Readers of this blog will know that I have reported on the less than transparent contractual arrangements made by the British Council in respect of the Education UK website. For those who missed it salient points are:
- The British Council explained in early 2002 that after a "rigorous selection procedure" it had made a contractual partnership with a "consortium led by Hotcourses" for the website
- It also reported at the same time that the other members of the consortium were UCAS, CSU and Yahoo!(still published on the BC site - see para 5)
- The contractor was in fact a £100 company “Education Websites Ltd” incorporated just two weeks before the contract was signed (21st September 2001)
- The contract that was signed makes no mention at all of Hotcourses or of Yahoo!, neither is there any mention of a consortium
- The contract does mention UCAS and CSU, but only specifically to exclude them from any "liability whatsoever in respect of the Contract, the Tender or otherwise". So, not Hotcourses, not Yahoo!, not UCAS, not CSU. Why did the British Council do this? Perhaps it was something to do with a contractual requirement that it should be paid 15% of the profits arising out of the project (being a shareholder wouldn’t look good, and what established company would agree to pay 15% of its profits to the British Council?) Clearly something motivated them to make this eccentric arrangement, and to present it publicly in this less than helpful way.
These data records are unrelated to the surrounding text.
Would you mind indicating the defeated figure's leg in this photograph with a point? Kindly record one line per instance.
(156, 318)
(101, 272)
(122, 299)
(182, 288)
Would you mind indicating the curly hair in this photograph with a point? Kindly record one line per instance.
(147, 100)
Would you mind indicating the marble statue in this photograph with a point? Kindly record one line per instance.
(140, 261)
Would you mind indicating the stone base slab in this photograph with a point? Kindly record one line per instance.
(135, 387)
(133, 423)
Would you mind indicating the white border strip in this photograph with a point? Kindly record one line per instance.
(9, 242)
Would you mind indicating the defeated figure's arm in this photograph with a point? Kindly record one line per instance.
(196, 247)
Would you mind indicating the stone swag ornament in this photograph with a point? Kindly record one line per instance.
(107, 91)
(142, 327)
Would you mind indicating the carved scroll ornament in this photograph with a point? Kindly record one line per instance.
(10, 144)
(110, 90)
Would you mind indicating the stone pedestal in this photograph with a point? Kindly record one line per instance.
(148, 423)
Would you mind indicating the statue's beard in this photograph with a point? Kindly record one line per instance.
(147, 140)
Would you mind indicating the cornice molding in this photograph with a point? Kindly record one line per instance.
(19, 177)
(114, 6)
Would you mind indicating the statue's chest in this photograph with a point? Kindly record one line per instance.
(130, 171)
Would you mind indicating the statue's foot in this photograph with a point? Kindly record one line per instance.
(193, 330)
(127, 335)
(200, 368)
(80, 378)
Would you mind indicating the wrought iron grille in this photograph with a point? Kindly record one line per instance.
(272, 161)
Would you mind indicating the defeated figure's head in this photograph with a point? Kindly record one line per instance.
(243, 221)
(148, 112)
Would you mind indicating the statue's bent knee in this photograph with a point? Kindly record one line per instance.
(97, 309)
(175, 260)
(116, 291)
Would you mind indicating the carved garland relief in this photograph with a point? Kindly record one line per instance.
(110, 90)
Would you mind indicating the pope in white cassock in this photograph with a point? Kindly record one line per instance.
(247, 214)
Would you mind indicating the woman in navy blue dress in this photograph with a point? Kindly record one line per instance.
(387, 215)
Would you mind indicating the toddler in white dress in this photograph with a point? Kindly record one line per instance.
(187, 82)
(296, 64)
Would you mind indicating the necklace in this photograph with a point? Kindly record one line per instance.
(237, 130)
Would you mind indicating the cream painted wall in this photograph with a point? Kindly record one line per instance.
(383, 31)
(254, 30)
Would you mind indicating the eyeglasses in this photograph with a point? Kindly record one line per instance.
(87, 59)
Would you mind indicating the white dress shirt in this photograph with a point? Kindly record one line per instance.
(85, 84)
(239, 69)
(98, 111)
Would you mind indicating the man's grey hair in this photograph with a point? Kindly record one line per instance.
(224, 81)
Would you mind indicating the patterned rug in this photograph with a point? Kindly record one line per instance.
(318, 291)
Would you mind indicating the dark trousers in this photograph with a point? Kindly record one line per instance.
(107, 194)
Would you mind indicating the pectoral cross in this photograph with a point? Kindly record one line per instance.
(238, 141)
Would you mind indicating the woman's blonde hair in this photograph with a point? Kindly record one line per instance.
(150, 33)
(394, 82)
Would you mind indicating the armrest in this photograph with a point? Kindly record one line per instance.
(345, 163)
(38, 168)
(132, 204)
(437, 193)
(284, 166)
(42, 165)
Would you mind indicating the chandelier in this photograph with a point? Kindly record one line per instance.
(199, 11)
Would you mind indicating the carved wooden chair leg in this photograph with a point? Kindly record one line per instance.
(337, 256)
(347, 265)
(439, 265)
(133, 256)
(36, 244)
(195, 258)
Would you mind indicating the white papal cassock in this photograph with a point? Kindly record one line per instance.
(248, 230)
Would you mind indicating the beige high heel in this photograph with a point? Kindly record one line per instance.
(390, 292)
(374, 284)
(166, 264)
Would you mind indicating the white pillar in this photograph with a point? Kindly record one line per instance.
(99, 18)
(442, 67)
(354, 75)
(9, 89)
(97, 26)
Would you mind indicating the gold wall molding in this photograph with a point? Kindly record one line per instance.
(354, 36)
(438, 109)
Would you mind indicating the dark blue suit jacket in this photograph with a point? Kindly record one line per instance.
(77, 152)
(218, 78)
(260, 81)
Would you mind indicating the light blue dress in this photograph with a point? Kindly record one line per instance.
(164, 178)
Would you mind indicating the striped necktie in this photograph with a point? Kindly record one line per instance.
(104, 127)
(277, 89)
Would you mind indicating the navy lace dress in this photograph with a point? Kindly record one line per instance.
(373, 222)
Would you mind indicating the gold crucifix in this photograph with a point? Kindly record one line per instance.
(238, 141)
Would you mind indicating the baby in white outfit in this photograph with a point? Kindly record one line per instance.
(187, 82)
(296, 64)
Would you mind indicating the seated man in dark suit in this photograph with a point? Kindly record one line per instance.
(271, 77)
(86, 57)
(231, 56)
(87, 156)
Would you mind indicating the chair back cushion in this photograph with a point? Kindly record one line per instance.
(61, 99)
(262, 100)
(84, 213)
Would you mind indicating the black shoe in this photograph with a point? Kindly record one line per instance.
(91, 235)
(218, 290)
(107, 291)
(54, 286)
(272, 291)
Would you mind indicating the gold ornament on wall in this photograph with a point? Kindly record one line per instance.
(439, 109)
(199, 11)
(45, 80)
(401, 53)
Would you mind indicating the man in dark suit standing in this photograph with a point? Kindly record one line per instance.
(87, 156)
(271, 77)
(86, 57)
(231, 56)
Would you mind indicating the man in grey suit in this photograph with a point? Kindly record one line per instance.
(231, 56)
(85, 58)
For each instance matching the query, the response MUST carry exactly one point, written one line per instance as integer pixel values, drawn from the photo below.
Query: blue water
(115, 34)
It seems improbable that a decision by the British Council to commit to a contract with a newly formed £100 company with no staff, trading record or assets would have been made primarily in the interests of British education, or the status or the security of the contract. The fact is that this particularly flimsy and somewhat furtive arrangement (they did not after all advise the world at large that their rigorous selection procedure resulted in the choice of a company that would actually pay them) was made by a large publicly funded organisation for the purposes of the global promotion of the great British education resource, and in support of "The Prime Minister's Initiative". It fair takes your breath away.
Does it end there? Well, not quite. By now, almost 4 years since that contract was signed, you might hope or expect that the rigorously selected British Council partner was comfortably accumulating cash and perhaps dispensing percentages of profits to the British Council to support their causes, charitable or otherwise. But it seems not. On March 31st this year (a few months before it was due to report results for the first time) the company Education Websites Ltd (04282961) changed its name to Remone Ltd, and applied to be struck off the register at Companies House. So for all practical purposes, however much it may have existed in the past, it doesn’t now. Meanwhile, also on March 31st, a Bristol-based company called Remone Ltd (05323181), incorporated in January this year, changed its name to Education Websites Ltd. Nifty footwork. Presumably this means that Remone Ltd (formerly Education Websites Ltd) has assigned the Education UK website contract to Education Websites Ltd (formerly Remone Ltd). I wonder how many of our great educational institutions were aware that this contract had been moved (assuming it has) from one newly formed company to another. One supposes that the British Council knew, and that the organisation is happy to contract a succession of willing embryo companies, although one can't help wondering whether, say, the DFES or the FCO or Number 10 would concur or regard these curious arrangements as worthy of a Prime Ministerial Initiative - or for that matter of any government department. Or anything very much at all for that matter. Will the new Bristol-based Education Websites Ltd last long enough to report accounts, and will we perhaps see how much the British Council has been paid following the deal it struck / rigorous selection? Or will we be treated to more sleight of hand? I have written to the British Council requesting clarification of their present contractual arrangements.